So I don't think this is a JIT specific issue for several reasons. - The number I'm seeing on Windows is way too slow, even without JIT - Remember that Lua (official PUC-Rio) has no JIT at all. (That is one reason I included Lua as a reference point.) - I didn't do a full suite, but I did some spot checks with LuaJIT about a year ago. (Lua 5.3 was still in alpha so it's changed a little bit since then and probably better today.) iMac 3.2GHz Intel Core i3 (OS X 10.9.2) @60fps (some variance, hard to reproduce sometimes due to background processes, etc) C - 16000 sprites Lua 5.3w1 - 5400 sprites JavaScriptCore - 3300 sprites LuaJIT - 9000 sprites On an Intel 3570k (i5) with HD 4000 (3.4GHz): SteamOS (beta from a year ago): C - 5700 sprites Lua 5.3w1 - 2700 sprites JavaScriptCore - 3200 sprites LuaJIT - 3600 sprites Notice that LuaJIT performance really climbs up. I did not do any LuaJIT specific optimizations. Also notice the SteamOS benchmark where JavaScriptCore beats regular Lua. This is not happening on Mac so it got me thinking that JavaScriptCore on Mac does not enable JIT for Mac Apps. - Here is an old benchmark I did on an iPad Mini 1st gen. iPad mini (1st gen, iOS 7.1) @60fps C - 750 sprites Lua 400 sprites (double/long long) and 430 for float/int JavaScriptCore 200 sprites LuJIT 430 sprites I know iOS doesn't enable JIT for JavaScriptCore. JIT also must be disabled on LuaJIT for iOS so it returns to regular Lua-like performance. But notice that JavaScriptCore on a 1st gen iPad mini with no JIT is still beating Windows desktop. So I expect JavaScriptCore, even without JIT to do a lot better than I see on Windows. P.S. You said JIT should be compiled in by default. What are the compiler flags to look for? I'm compiling Android by hand and I don't know how to verify if JIT is on or not. My Android numbers are slightly better than iOS, but I think that's because my Android hardware is better than my iOS hardware and not because of JIT.
ewmailing
Comment 11
2015-06-30 10:21:31 PDT
Created
attachment 255828
[details]
screen capture of Visual Studio profilers I am not knowledgable on how to use the Visual Studio profiler at all. The profile shows that the JavaScript binding to SDL is where most of the time is spent. But this is totally expected. The question is why is Windows 100 times slower overall? The language bindings are exactly the same for all platforms... public JavaScriptCore C API.
peavo
Comment 12
2015-06-30 10:47:08 PDT
(In reply to
comment #10
)
> (In reply to
comment #4
) > > P.S. You said JIT should be compiled in by default. What are the compiler > flags to look for? I'm compiling Android by hand and I don't know how to > verify if JIT is on or not. My Android numbers are slightly better than iOS, > but I think that's because my Android hardware is better than my iOS > hardware and not because of JIT.

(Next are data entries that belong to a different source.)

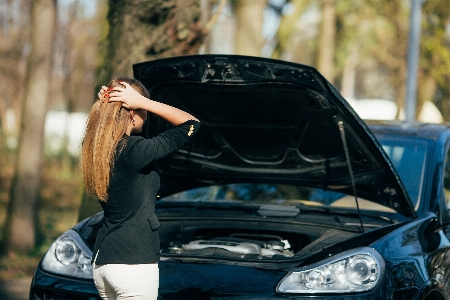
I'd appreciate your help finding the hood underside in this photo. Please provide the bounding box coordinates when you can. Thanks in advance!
[133,55,415,217]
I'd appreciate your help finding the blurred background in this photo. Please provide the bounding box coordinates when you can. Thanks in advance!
[0,0,450,280]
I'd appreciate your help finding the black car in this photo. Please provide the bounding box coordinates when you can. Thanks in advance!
[30,55,450,300]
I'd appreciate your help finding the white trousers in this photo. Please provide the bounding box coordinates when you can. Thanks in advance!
[92,261,159,300]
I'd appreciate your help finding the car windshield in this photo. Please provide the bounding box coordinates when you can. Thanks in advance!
[159,139,426,213]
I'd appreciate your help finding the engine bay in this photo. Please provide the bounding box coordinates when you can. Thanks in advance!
[158,221,326,259]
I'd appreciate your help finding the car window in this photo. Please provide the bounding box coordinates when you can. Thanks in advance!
[444,149,450,208]
[161,183,395,213]
[380,139,427,210]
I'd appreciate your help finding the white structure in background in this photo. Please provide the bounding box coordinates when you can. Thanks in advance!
[347,99,444,123]
[7,99,444,156]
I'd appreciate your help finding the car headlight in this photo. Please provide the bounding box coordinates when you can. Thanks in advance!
[42,230,92,279]
[276,247,385,294]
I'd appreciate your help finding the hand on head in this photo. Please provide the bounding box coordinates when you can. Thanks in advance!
[98,81,145,109]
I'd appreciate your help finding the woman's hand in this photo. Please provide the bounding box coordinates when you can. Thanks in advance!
[107,81,148,110]
[97,86,109,102]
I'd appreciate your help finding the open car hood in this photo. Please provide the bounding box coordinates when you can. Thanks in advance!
[133,55,416,217]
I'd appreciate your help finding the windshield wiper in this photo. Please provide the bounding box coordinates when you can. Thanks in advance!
[156,201,300,217]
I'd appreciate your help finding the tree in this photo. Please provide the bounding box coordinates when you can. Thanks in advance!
[3,0,56,252]
[317,0,336,82]
[79,0,226,220]
[234,0,267,56]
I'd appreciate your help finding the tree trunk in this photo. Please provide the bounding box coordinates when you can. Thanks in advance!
[4,0,56,252]
[79,0,207,220]
[234,0,267,56]
[317,0,336,82]
[98,0,205,86]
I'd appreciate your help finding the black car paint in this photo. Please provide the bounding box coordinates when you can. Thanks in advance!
[30,55,450,300]
[133,55,416,218]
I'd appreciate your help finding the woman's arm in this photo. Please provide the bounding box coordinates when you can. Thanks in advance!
[106,82,198,126]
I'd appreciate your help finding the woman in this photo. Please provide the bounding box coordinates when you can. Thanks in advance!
[81,77,200,300]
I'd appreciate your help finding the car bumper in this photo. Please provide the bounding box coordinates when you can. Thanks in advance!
[30,263,418,300]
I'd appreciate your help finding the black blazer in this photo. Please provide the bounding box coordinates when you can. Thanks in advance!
[92,121,200,265]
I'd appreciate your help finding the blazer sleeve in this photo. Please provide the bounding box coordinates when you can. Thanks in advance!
[122,120,200,169]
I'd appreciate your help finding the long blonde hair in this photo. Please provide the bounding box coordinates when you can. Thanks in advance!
[80,77,149,202]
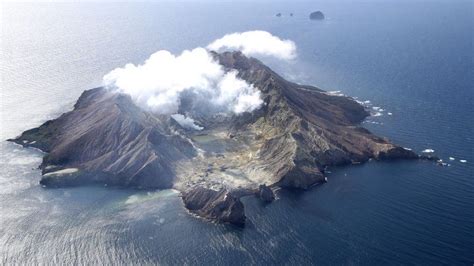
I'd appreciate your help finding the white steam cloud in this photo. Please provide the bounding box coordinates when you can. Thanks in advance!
[103,31,296,130]
[207,30,296,60]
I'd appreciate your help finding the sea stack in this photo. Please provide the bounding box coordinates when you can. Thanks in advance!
[309,11,324,20]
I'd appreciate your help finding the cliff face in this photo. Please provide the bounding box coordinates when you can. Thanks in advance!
[11,52,418,224]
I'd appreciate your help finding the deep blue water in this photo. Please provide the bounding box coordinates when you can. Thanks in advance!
[0,1,474,265]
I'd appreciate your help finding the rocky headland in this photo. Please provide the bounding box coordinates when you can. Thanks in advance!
[10,52,419,225]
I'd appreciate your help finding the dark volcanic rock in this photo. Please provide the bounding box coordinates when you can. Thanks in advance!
[182,187,245,225]
[257,185,275,202]
[309,11,324,20]
[13,88,195,188]
[11,52,419,224]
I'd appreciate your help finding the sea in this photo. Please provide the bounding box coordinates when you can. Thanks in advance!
[0,0,474,265]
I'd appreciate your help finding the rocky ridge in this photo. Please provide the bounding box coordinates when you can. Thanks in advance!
[11,52,418,225]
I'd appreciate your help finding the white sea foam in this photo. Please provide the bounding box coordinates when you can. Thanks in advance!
[44,168,79,176]
[421,149,434,153]
[372,112,383,117]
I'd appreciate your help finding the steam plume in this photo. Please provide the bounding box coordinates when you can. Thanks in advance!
[103,31,296,126]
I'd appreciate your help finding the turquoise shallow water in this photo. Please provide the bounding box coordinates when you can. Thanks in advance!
[0,2,474,265]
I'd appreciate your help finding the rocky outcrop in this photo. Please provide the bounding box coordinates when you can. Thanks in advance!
[11,52,418,224]
[182,187,245,225]
[309,11,324,20]
[13,88,196,188]
[256,185,275,202]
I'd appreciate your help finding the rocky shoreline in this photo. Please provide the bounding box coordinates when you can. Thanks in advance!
[10,52,420,225]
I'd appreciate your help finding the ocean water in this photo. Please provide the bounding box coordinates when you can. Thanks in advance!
[0,1,474,265]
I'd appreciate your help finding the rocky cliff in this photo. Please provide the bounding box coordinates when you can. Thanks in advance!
[11,52,418,224]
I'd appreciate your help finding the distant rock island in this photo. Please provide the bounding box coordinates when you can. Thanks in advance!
[309,11,324,20]
[10,52,419,225]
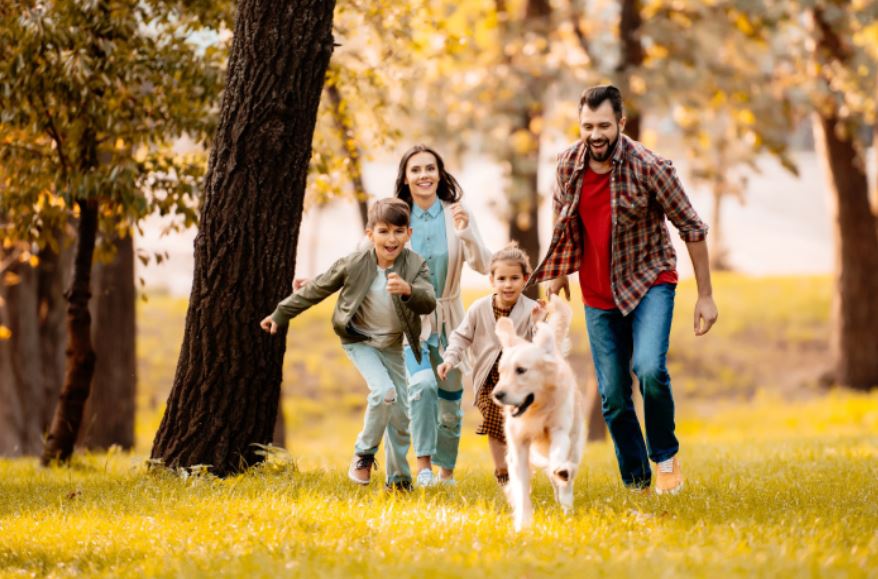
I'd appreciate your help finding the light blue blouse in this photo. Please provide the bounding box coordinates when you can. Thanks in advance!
[411,198,448,346]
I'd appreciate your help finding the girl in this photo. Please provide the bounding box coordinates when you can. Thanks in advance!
[436,244,545,486]
[396,145,491,486]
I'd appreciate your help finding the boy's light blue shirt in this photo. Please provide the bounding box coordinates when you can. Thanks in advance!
[411,198,448,346]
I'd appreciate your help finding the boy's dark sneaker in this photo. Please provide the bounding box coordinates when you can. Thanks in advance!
[348,454,378,485]
[384,480,413,492]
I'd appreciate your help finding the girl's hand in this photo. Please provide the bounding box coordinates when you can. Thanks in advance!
[259,316,277,334]
[387,272,412,296]
[530,298,549,324]
[449,203,469,231]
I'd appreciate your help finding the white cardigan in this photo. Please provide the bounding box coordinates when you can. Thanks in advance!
[421,201,493,354]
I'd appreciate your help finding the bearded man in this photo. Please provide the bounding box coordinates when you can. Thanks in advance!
[528,85,718,494]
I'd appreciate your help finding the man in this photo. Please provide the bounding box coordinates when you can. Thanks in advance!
[528,85,718,494]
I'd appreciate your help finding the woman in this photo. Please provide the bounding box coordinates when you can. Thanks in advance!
[396,145,491,486]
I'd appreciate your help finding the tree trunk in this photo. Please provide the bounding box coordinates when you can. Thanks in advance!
[40,199,98,466]
[0,242,69,456]
[814,9,878,390]
[152,0,335,476]
[326,84,369,229]
[814,116,878,390]
[616,0,643,141]
[495,0,552,298]
[79,235,137,450]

ENABLE_JIT in WTF/Platform.h. Also ENABLE_CONCURRENT_JIT (in WTF/Platform.h) is not enabled on Windows, I don't know if that can have any impact on your tests.
peavo
Comment 13
2015-06-30 10:49:18 PDT
(In reply to
comment #11
)
> Created
attachment 255828
[details]
> screen capture of Visual Studio profilers > > I am not knowledgable on how to use the Visual Studio profiler at all. > The profile shows that the JavaScript binding to SDL is where most of the > time is spent. But this is totally expected. The question is why is Windows > 100 times slower overall? The language bindings are exactly the same for all > platforms... public JavaScriptCore C API.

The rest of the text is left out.